Pengembangan BZone untuk Masa Depan
Chief Commercial Officer (CCO) PT Eka Reka Palakerti Indonesia, Contardo Satria Gondokusumo, menjelaskan bahwa implementasi BZone di Mattel Indonesia menjadi tonggak penting dalam perluasan portofolio ERP Indonesia di sektor manufaktur berorientasi ekspor. Menurutnya, setelah lebih dari delapan tahun mendukung transformasi digital berbagai perusahaan manufaktur di Indonesia, kerja sama dengan Mattel Indonesia menunjukkan semakin luasnya penerapan BZone pada perusahaan dengan kebutuhan operasional yang kompleks dan standar kepatuhan yang tinggi.
“Sistem IT Inventory BZone dirancang fleksibel sehingga mampu beradaptasi dengan perkembangan regulasi di masa mendatang.
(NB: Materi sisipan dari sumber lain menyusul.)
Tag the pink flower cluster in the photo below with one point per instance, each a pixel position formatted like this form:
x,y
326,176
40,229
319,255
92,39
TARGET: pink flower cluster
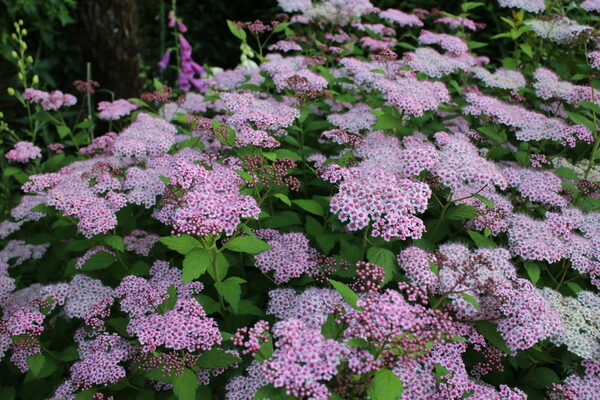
x,y
375,196
23,152
290,256
205,202
452,44
528,125
49,101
Pengalaman kami mengimplementasikan BZone di berbagai perusahaan manufaktur berskala besar, didukung pengembangan sistem secara berkelanjutan serta layanan purna jual, menjadi faktor penting untuk memastikan sistem berjalan optimal dan sesuai kebutuhan setiap klien, termasuk Mattel Indonesia,” jelas Contardo.
Implementasi di Mattel Indonesia memiliki tingkat kompleksitas yang tinggi mengingat besarnya volume transaksi serta kebutuhan integrasi proses logistik dan ekspor-impor tanpa mengganggu kelancaran operasional. Oleh karena itu, pengembangan BZone dilakukan secara bertahap agar mampu mendukung integrasi proses bisnis di departemen logistik dan ekspor-impor sekaligus memastikan seluruh transaksi terdokumentasi secara akurat.
Tren Transformasi Digital di Sektor Manufaktur
Transformasi digital kini menjadi kebutuhan strategis bagi industri manufaktur berorientasi ekspor. Meningkatnya kompleksitas rantai pasok global serta digitalisasi pengawasan kepabeanan mendorong perusahaan untuk memiliki sistem yang mampu mencatat arus barang secara akurat sekaligus menghasilkan pelaporan yang transparan dan sesuai regulasi.
Tren tersebut juga tercermin dari meningkatnya investasi global di bidang transformasi digital. Laporan Worldwide Digital Transformation Spending Guide dari International Data Corporation (IDC) memperkirakan belanja global untuk transformasi digital akan mencapai US$3,9 triliun pada 2027. Sementara itu, East Ventures Digital Competitiveness Index (EV-DCI) 2026 menunjukkan daya saing digital Indonesia terus meningkat, dengan skor nasional naik dari 38,8 pada 2025 menjadi 42,2 pada 2026.
Kondisi ini menunjukkan semakin besarnya kebutuhan dunia usaha terhadap solusi digital yang mampu meningkatkan efisiensi operasional sekaligus memperkuat tata kelola perusahaan.
Ke depan, ERP Indonesia Akan Terus Mengembangkan BZone
Ke depan, ERP Indonesia akan terus mengembangkan BZone untuk membantu perusahaan manufaktur mengintegrasikan proses operasional, memenuhi tuntutan kepatuhan regulasi, serta mempercepat transformasi digital. Kolaborasi dengan Mattel Indonesia menjadi bagian dari komitmen tersebut sekaligus memperkuat peran ERP Indonesia dalam mendukung digitalisasi industri manufaktur berorientasi ekspor di Indonesia.